Submitted to: Transactions of the ASABE
Publication Type: Peer Reviewed Journal
Publication Acceptance Date: 3/26/2008
Publication Date: 6/23/2008
Publication URL: http://hdl.handle.net/10113/19615
Citation: Cantrell, K.B., Chastain, J.P., Moore, K.P. 2008. Geotextile filtration performance for lagoon sludges and liquid animal manures dewatering. Transactions of the ASABE 51(3):1067-1076. Interpretive Summary: Maintenance and control of the liquid levels in lagoons and storage ponds require removal of solids from the feed waste streams as well as periodic removal of the accumulated sludges. Geotextile filtration uses woven plastic mesh to retain a portion of the solids while reducing the volume of manure needing disposal. Experiments were performed to test geotextile filtration in dewatering: dairy lagoon sludge, swine lagoon sludge, fresh liquid swine manure, and fresh liquid dairy manure. Geotextile filtration was effective in treating dairy and swine lagoon sludge retaining significant portions of solids and reducing the volume of solids to one-fifth the total input volume. Geotextile filtration was ineffective in treating fresh swine manure since a significant volume of manure did not pass through the weave. Geotextile filtration of the fresh dairy manure retained almost half of the solids and reduced the solid's volume to less than 1% of the total volume.

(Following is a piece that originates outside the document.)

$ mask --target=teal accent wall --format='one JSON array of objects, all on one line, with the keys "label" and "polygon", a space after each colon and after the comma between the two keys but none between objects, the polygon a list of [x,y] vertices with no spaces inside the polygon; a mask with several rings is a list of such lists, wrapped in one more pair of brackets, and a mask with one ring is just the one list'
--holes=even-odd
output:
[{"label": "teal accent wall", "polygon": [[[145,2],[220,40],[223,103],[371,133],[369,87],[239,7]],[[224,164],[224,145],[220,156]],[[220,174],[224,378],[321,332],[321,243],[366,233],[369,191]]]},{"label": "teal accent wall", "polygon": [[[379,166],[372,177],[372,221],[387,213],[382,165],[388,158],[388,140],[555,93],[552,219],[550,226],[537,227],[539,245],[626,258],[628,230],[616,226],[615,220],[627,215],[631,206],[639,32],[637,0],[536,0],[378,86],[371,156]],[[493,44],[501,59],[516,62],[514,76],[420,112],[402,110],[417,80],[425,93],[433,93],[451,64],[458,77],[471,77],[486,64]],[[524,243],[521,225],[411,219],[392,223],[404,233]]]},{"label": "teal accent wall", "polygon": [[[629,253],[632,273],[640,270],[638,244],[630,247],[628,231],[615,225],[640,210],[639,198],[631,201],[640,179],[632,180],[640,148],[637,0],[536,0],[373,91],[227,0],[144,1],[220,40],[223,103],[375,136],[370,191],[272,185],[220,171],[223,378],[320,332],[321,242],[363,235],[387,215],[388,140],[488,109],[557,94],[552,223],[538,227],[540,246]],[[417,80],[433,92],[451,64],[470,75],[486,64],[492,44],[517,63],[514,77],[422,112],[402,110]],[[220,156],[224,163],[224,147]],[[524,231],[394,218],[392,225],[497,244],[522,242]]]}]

Technical Abstract: Maintenance and control of liquid levels in anaerobic lagoons and storage ponds require liquid-solid separation as a pretreatment and periodic removal of accumulated sludges. Until local options become available, sludges can be contained, dewatered, and stored using geotextile filtration. We used a geotextile filtration testing method termed a hanging-bag test to treat dairy lagoon sludge, swine lagoon sludge, fresh liquid dairy manure, and fresh liquid swine manure. Hanging-bag performance was evaluated by:(1)determining solids and plant nutrient mass retention efficiencies (MRE);(2)quantifying the overall volume reduction; and (3)characterizing the dewatered manure. When bags underwent multiple fill-dewater cycles, the MRE-values for the various manures or sludges did not vary for many constituents. In fact, after three fill-dewater cycles, the overall MRE-values among the sludges were not significantly different. Geotextile filtration retained 87.8% of total solids (TS), 58.4% of total ammoniacal nitrogen (TAN), 87.0% of organic-N (Org-N), and 86.7% of total phosphorous (TP) and reduced the total influent volume to less than 18.5%. Relatively high MRE-values were calculated for liquid swine manure: 70.2% of TS, 65.1% of TAN, 69.9% of Org-N, and 75.8% of TP. However, the geotextile bag retained 60.3% of the total influent volume making geotextile filtration ineffective for primary liquid-solid separation. For fresh dairy manure (TS=0.71%), geotextile filtration reduced the total influent volume to less than 1%, concentrated the solids and nutrients in the dewatered material 16 to 21 times greater than the influent, and retained 47.3% of TS, 25.8% of TAN, 43.0% of Org-N, and 44.9% of TP making this an effective liquid-solid separation technique.